This package serves two purposes.
-
Make Julia embedding more accessible and easier to use.
-
Provide a regression test (via PkgEval) so that changes in new versions of Julia that break this form of embedding do not pass unnoticed.
With "Dynamically Loaded" it is understood that libjulia
is not
linked into the embedding application but is loaded at runtime with
dlopen
/LoadLibrary
. This comes with both advantages and
disadvantages as discussed at some length in the
background section. To summarize the main
advantages are:
-
Not tied to a specific version of Julia.
-
Julia is not needed in the build environment.
-
The application can run without having Julia bundled or installed, for users who do not need the Julia functionality.
-
All interaction is made via
cfunction
s - simpler interface than the "regular" embedding.
The main disadvantages are:
-
More difficult setup of the embedding environment.
-
All interaction is made via
cfunction
s - less powerful interface than the "regular" embedding.
The idea of this package is to take care of most of the difficulties of this approach.

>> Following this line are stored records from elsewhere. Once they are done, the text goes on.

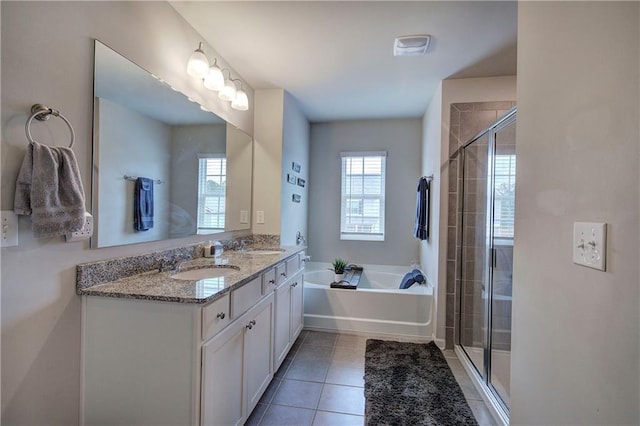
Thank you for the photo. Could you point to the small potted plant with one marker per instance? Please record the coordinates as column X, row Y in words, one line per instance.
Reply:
column 338, row 265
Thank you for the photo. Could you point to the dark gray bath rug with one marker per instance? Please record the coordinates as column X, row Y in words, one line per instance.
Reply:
column 411, row 384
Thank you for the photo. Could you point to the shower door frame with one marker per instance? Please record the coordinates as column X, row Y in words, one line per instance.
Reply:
column 489, row 259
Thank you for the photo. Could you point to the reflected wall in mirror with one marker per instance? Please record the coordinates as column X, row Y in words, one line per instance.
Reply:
column 199, row 166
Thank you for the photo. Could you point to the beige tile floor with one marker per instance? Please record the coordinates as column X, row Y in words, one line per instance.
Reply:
column 321, row 383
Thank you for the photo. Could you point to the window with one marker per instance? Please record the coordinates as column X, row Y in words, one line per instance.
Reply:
column 212, row 182
column 505, row 185
column 362, row 205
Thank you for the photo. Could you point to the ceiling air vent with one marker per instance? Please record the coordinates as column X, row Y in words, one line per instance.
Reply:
column 415, row 45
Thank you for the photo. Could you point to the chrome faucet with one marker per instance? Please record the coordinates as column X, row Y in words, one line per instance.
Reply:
column 300, row 239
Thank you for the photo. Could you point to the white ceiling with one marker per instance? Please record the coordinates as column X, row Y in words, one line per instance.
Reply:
column 336, row 58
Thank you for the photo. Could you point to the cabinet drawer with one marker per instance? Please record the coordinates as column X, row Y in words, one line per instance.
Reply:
column 269, row 281
column 245, row 297
column 215, row 317
column 281, row 273
column 293, row 265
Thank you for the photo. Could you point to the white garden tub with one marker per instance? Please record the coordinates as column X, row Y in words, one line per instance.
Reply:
column 377, row 307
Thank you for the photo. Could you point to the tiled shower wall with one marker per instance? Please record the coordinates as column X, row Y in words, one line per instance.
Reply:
column 466, row 121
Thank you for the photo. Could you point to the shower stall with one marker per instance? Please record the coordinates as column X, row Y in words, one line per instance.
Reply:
column 486, row 207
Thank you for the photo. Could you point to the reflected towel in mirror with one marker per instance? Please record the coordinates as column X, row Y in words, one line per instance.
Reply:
column 143, row 204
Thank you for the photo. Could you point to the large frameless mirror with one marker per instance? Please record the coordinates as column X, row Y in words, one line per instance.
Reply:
column 195, row 168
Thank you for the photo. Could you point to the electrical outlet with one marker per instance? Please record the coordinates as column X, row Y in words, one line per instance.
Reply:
column 83, row 234
column 9, row 226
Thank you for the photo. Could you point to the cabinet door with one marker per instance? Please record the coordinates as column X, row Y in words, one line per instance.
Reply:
column 222, row 362
column 282, row 323
column 297, row 314
column 258, row 351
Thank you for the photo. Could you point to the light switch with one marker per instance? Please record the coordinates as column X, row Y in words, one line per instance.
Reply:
column 9, row 226
column 590, row 244
column 244, row 216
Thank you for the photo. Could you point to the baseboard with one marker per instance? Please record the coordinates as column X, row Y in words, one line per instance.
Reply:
column 389, row 329
column 372, row 335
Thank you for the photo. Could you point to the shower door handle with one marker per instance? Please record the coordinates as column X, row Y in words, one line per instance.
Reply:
column 493, row 261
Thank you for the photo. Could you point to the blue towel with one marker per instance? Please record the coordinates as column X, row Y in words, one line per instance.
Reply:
column 407, row 281
column 421, row 226
column 418, row 276
column 143, row 204
column 410, row 278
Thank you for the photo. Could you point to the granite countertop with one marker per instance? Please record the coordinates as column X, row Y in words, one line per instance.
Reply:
column 159, row 286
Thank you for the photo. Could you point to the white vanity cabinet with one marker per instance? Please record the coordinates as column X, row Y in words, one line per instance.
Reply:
column 152, row 362
column 236, row 366
column 288, row 313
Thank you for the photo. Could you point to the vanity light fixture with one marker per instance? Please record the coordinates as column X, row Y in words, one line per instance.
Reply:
column 228, row 92
column 213, row 79
column 198, row 64
column 241, row 101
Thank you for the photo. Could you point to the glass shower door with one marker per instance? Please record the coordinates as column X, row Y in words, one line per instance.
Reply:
column 487, row 200
column 502, row 232
column 474, row 252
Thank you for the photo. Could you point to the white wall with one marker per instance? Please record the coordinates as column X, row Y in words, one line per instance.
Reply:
column 267, row 164
column 295, row 147
column 281, row 135
column 435, row 146
column 431, row 165
column 47, row 57
column 401, row 139
column 135, row 145
column 239, row 177
column 575, row 354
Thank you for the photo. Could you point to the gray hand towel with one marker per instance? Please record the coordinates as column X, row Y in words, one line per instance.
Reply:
column 49, row 188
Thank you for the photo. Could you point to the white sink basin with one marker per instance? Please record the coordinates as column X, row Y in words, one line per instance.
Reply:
column 204, row 273
column 264, row 251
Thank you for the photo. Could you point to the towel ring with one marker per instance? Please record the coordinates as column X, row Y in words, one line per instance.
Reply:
column 43, row 113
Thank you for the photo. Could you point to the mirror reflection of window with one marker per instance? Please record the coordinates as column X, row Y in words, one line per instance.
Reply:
column 212, row 183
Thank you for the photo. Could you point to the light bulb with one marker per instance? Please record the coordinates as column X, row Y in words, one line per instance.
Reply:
column 241, row 101
column 198, row 64
column 228, row 92
column 214, row 79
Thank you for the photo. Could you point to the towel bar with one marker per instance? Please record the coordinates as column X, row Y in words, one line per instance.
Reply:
column 43, row 113
column 134, row 178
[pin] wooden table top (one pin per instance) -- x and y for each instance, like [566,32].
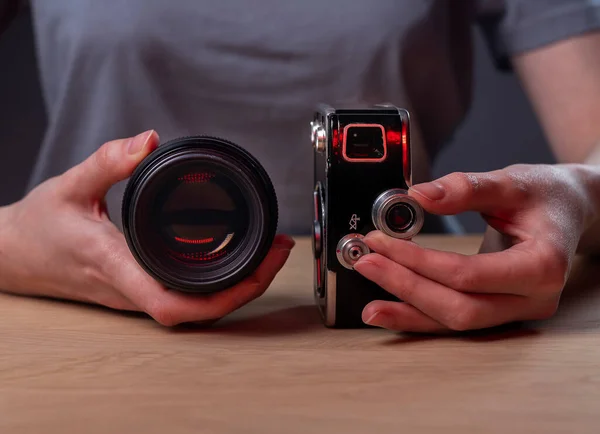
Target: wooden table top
[273,368]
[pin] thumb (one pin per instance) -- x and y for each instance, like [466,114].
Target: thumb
[114,161]
[488,193]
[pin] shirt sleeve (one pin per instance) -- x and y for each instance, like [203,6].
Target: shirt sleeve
[511,27]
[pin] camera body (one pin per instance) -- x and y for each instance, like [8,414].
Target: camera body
[362,171]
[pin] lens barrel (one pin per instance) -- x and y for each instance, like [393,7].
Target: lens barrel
[199,214]
[397,214]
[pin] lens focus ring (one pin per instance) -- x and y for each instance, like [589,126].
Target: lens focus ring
[397,214]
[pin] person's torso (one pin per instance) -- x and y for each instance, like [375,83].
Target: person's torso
[251,72]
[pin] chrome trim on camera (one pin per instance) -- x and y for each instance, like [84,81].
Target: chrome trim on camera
[383,204]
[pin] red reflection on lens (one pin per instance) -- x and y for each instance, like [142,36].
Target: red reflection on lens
[195,178]
[198,241]
[393,137]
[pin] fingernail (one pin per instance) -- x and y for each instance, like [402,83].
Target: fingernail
[429,190]
[137,144]
[378,319]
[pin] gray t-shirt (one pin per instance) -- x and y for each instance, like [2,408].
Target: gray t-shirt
[252,72]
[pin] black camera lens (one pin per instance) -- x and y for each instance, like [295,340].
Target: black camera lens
[199,214]
[364,142]
[400,217]
[397,214]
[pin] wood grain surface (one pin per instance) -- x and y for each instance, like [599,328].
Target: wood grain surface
[273,368]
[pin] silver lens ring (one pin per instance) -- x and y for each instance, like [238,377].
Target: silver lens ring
[350,249]
[384,203]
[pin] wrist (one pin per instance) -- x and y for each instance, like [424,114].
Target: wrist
[588,176]
[6,230]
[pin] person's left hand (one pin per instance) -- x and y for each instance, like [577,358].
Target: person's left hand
[536,215]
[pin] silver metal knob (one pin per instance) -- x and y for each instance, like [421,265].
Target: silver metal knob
[350,249]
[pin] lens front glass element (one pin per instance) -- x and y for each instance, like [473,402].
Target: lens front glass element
[198,215]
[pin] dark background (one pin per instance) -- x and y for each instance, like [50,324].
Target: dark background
[499,130]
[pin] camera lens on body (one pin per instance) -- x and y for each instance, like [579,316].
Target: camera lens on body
[400,217]
[199,214]
[397,214]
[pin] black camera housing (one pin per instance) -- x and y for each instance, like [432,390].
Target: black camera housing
[362,171]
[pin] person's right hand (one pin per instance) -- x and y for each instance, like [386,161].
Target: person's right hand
[59,242]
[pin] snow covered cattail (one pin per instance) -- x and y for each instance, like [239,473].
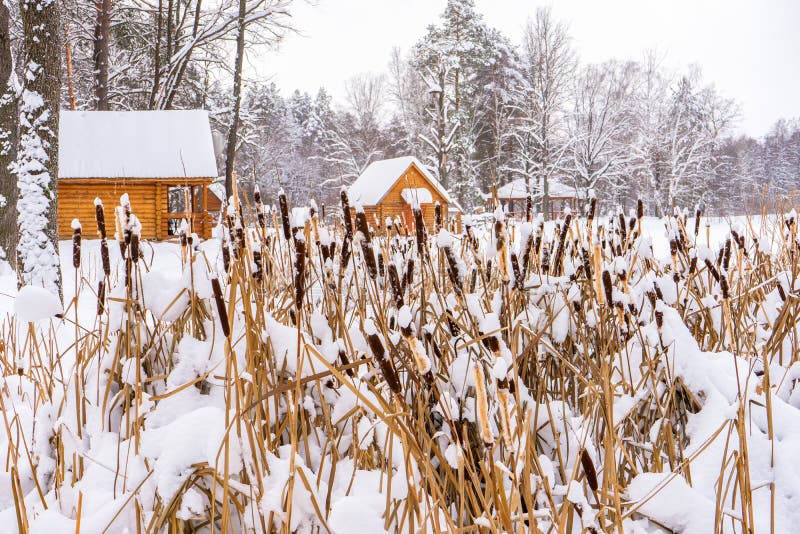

The concepts and steps involved in a dynamically loaded embedding are discussed in a separate theory section.
The c directory contains a minimal example C implementation. Some of the files can be reused and some need to be adapted to a specific application. How to go about this is discussed in the separate practice section.
This package is released under the MIT license.
This package is sponsored by ContextVision, where the the same approach is used to embed Julia in an in-house application.